Description of problem: I have 8 * FC6 guests called fc6_0 through fc6_7. If I use xm create to start them all at once in a tight loop then later domains crash after starting up. for i in 0 1 2 3 4 5 6 7; do /usr/sbin/xm create fc6_$i; done Adding a 'sleep 5' inside the loop cures the problem, so it appears to be related to the high load and something inside xend/xenstored. Version-Release number of selected component (if applicable): xen-3.0.3-25.0.2.el5 How reproducible: Easily seen on my test machine. Steps to Reproduce: 1. Create 8 domains. 2. Try to start them all in quick succession. Actual results: Later domains start up but then crash. (This causes xend to try to restart them several times, but xend eventually gives up so they fail permanently). Expected results: They shouldn't crash. Additional info: I'm attaching xend.log, xend-debug.log and xen-hotplug.log from one such run.
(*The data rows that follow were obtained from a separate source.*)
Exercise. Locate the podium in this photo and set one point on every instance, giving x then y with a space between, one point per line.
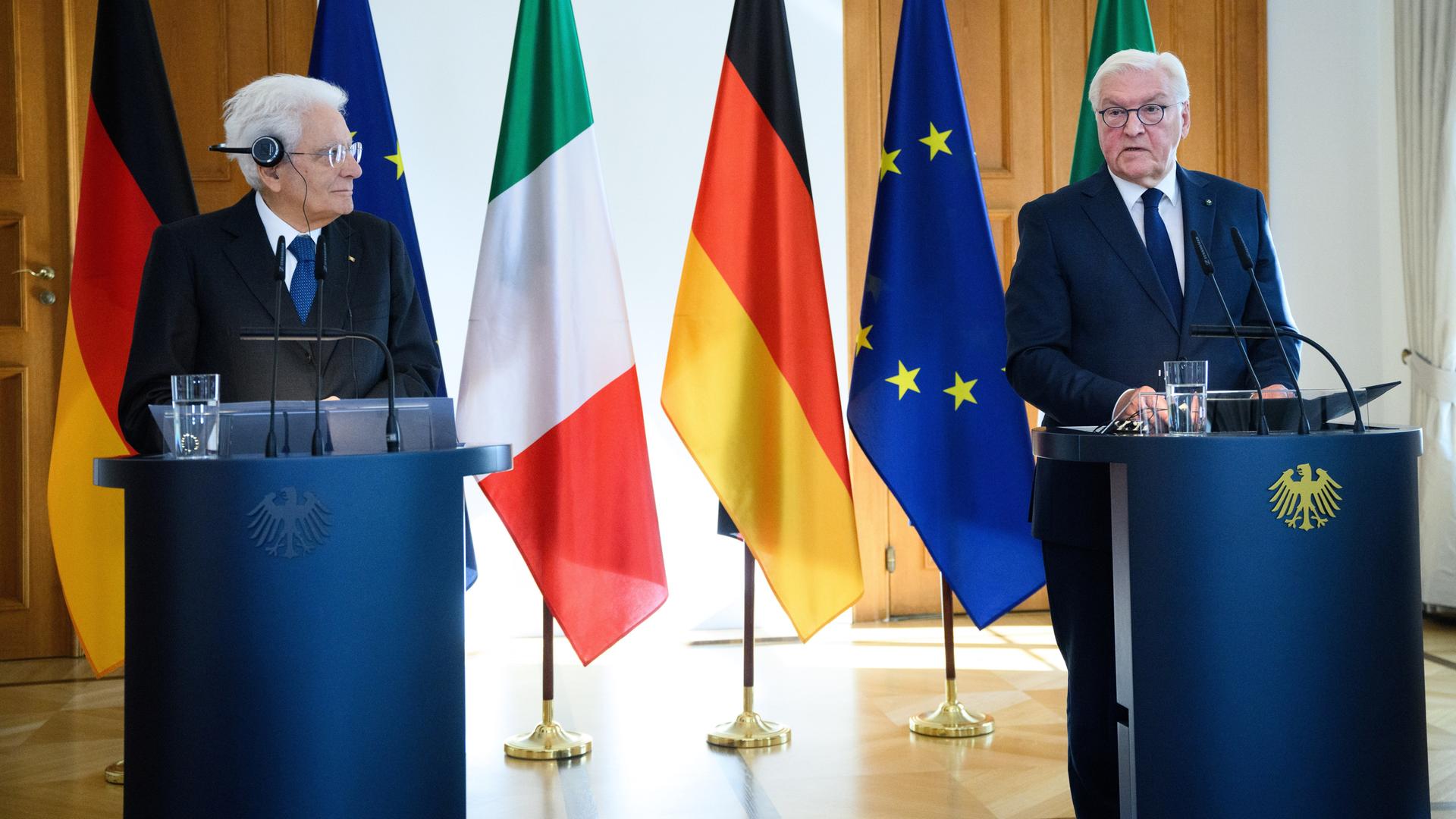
296 632
1269 654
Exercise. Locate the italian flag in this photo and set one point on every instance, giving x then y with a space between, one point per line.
548 362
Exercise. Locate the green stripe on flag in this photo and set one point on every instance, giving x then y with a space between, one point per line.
546 102
1120 24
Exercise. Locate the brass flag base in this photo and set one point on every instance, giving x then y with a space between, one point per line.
549 741
952 719
748 730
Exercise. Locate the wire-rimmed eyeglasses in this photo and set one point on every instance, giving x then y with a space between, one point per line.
1150 114
335 153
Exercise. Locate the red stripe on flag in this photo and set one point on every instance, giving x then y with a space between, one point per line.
755 221
579 504
112 237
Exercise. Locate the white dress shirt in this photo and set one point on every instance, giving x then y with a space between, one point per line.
1171 210
274 226
1169 207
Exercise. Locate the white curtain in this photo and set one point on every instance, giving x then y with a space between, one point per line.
1426 127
Created attachment 155716 [details] xend.log
Created attachment 155717 [details] xend-debug.log
Created attachment 155718 [details] xen-hotplug.log
Dan has suggested trying: http://post-office.corp.redhat.com/archives/virtualist/2007-April/msg00239.html
I applied the suggested change to /etc/init.d/xend, rebooted the machine, checked that the bind-mount was in place and that the tdb files were being stored there. Unfortunately it didn't make any difference. Domains still fail randomly with roughly the same regularity.
Created attachment 155723 [details] dmesg On this run, domains fc6_4, fc6_6 and fc6_7 failed.
Created attachment 155724 [details] xm dmesg On this run, domains fc6_4, fc6_6 and fc6_7 failed. Nothing was sent to xm dmesg during the failed run.
Created attachment 155725 [details] /var/log/messages On this run, domains fc6_4, fc6_6 and fc6_7 failed.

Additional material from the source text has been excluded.